I hear people extolling the virtues of "software RAID" on the list a lot. I'm finally setting up a production server in a school and I have enough disks to play with to do RAID. I'm leaning towards RAID 5. Anyway, when people say "software RAID" do they mean just setting up a RAID in LVM Manager? Or is the mdadm command the simpler, more robust, preferred way to do this? I never thought about using LVM for this before, but the last time I was in there I noticed some RAID options. This is for a Samba/LDAP/home directory server.

Thanks,

ck
"Software RAID" is simply doing the RAID (striping, mirroring, parity, whatever) in the OS instead of on a dedicated card. Windows NT, from at least v3.50 (way back when), can do this, and Linux can do it as well.

If you're thinking of RAID 5, which is my preferred level, I'd avoid doing it in software and instead opt for a dedicated RAID card. Something like an LSI MegaRAID 150-6 SATA controller. If you do it in software, you'll eat up some CPU doing the parity calculations, so you definitely want to offload that. However, for just mirroring (say, RAID 1), you should be fine, because the CPU hit for mirroring is minimal.

I hear lots of people talk about the CPU hit of software RAID.  But how much hit is there really?  Suppose for argument's sake I can get a hardware RAID card for $100.  If I instead used software RAID and spent my $100 on a better CPU, wouldn't I be ahead of the game?

-Rob

No, I don't believe so. For one thing, as Dan Young put it, it's much easier to deal with swapping a failed disk out with a dedicated card. That by itself is a *BIG DEAL*. Additionally, if you do have a disk fail, your CPU will take an especially big hit, because then it's got to reconstruct data from the parity info for *all* disk accesses, not just writes. Oops....
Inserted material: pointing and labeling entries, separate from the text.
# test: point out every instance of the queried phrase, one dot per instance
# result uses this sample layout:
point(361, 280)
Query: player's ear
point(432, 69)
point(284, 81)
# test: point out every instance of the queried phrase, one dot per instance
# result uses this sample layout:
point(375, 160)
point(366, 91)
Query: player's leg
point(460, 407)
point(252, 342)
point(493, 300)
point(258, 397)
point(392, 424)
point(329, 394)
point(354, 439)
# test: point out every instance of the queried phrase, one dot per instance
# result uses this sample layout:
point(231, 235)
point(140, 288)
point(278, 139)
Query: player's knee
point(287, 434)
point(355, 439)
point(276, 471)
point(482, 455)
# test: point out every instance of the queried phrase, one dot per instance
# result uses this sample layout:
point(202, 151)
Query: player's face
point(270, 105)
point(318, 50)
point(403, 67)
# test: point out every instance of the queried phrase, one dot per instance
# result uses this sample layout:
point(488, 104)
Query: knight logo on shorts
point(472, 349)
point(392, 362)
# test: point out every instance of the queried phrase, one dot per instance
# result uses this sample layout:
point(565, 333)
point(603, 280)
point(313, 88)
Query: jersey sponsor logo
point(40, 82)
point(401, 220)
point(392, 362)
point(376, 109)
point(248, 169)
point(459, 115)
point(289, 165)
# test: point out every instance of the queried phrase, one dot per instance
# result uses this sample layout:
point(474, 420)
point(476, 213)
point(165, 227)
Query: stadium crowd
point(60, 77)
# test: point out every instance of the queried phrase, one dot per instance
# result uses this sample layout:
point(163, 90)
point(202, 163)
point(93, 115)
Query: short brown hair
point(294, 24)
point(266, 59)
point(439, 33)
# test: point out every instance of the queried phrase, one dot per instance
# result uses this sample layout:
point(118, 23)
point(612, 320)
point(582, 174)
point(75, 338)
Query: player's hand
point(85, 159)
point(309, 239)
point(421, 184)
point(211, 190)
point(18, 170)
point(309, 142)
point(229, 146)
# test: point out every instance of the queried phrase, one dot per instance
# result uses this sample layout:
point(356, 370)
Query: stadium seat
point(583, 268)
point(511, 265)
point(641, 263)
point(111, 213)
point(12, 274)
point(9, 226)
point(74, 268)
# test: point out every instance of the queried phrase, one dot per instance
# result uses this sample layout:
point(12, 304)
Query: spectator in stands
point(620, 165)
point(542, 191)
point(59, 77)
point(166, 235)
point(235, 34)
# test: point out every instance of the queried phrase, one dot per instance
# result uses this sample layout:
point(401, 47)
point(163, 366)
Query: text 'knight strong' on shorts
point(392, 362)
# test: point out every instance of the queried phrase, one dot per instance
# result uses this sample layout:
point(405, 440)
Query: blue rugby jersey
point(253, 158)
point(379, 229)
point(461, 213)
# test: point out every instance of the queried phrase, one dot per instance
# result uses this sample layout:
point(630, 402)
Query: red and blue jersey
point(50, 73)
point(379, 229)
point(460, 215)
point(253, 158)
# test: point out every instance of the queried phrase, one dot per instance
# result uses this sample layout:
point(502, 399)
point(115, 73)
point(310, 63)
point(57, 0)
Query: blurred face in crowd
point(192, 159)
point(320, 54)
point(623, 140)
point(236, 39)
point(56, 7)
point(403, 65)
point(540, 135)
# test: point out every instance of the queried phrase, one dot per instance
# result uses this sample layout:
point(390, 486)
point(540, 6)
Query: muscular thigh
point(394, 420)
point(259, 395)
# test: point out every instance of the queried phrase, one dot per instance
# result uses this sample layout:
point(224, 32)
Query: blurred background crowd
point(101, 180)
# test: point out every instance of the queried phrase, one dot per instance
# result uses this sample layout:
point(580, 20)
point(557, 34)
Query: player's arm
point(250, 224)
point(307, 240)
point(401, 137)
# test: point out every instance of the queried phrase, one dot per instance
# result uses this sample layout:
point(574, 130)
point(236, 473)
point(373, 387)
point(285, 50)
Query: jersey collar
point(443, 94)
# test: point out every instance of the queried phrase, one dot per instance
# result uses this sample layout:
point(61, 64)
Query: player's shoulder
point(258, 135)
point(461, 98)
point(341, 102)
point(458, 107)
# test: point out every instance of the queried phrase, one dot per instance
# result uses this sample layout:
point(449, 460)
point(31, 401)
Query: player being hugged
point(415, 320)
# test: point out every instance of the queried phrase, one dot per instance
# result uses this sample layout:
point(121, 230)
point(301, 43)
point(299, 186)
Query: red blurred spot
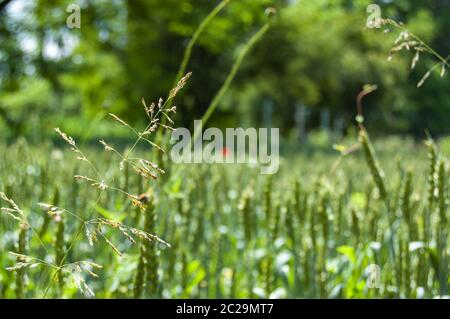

Furthermore, you don't have to depend on the OS for reading your RAID. As long as it's a well-known FOSS-supported card, you can slap it into a FreeBSD, Net/OpenBSD, Linux, MS Windows, probably even Apple's Mac OS X. Much more flexibility. This has saved my butt before.

If you're going to do RAID 5, then do it right and get a real RAID card. You'll be better off in the long run.